Pomegranate Constellation
Kim Cope Tait (University of Otago)
1.
Heart opens up,
splits like a pomegranate:
sudden unfamiliarity of air.
Red beads of sweetness
burst into light. Pale flesh
prises itself open. Garnet skin
splits only for you, offers itself
to your open mouth.
Seeds are a constellation
of bright nourishment, they
feed the galaxy
of us. We lick our lips
and let our love spill into
the universe. Fruit basket
of sky.
2.
The planet of us looms
overhead, and I am aware
of this unbearable contradiction:
my urge to let everything
fly apart in the centrifuge of fear–
and the terrible need
to press it all together
like flowers between our
bodies.

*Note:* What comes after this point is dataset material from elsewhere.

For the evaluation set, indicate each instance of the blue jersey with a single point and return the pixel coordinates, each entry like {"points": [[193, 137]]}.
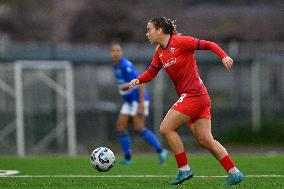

I want you,
I say, I want this. ,
and I mean it
in all the ways.
All
the ways.
3.
Heart opens up
and begins its slow
disintegration.
There is no ground, no
way to reassure myself
that I am still inside of
love. Fruit decomposes,
sends its stench upward—
effluvium of efforts
thwarted, absence of
understanding, the
undeniable distance
between us.
I am broken open–
pieces of me
tumble to the earth
and rot in the soil–grounded
constellation of minerals
after all. Fallen
star.
4.
Heart opens up—
crimson muscle, lulled into
softness and quiet,
shivers itself awake.
It has been here,
burrowed into the ground
like a meteor, fallen
star of our bright belief.
There is your call…
and this is the answer:
Yes and Oh!
Please, I whisper,
but I know there is no
strength in this response.
I tremble, lost
in the wilderness of you.
5.
Heart opens up.
I want this one to be about how we
come together. How we…
but my body vibrates
at a disconcerting rate,
rattles my teeth in my skull.
Actual muscle of my heart
quivers and lurches in its
boney cage, and I lunge
away from self, away from
still. There is no poem for this.
There is iron in my mouth,
sand on my tongue,
a razing of my skin—
it burns, it
flays. I am a gaping wound.
I am in the fucking
void.
6.
Heart opens up
like hands unclenching from
fists. God speaks to us both
and here is a moment
we know: your rabbit breath
close to my ear.
You hold my face in your hands and
speak: I know. I know.
You are my spunk, I say,
and you grin.
It’s a new word for me, but
it is perfect. The heart careens
around the bend of
safe and settled.
I hang on with fingers spread wide
and look to the sky.
Though it is dark—
perilous even—this, what we
have agreed to,
is written in stars.
Kim Cope Tait has a chapbook called Element (2005, Leaping Dog Press) and a full-length collection called Shadow Tongue (2018, Finishing Line Press). She is currently working on an English PhD with a critical/creative thesis at the University of Otago.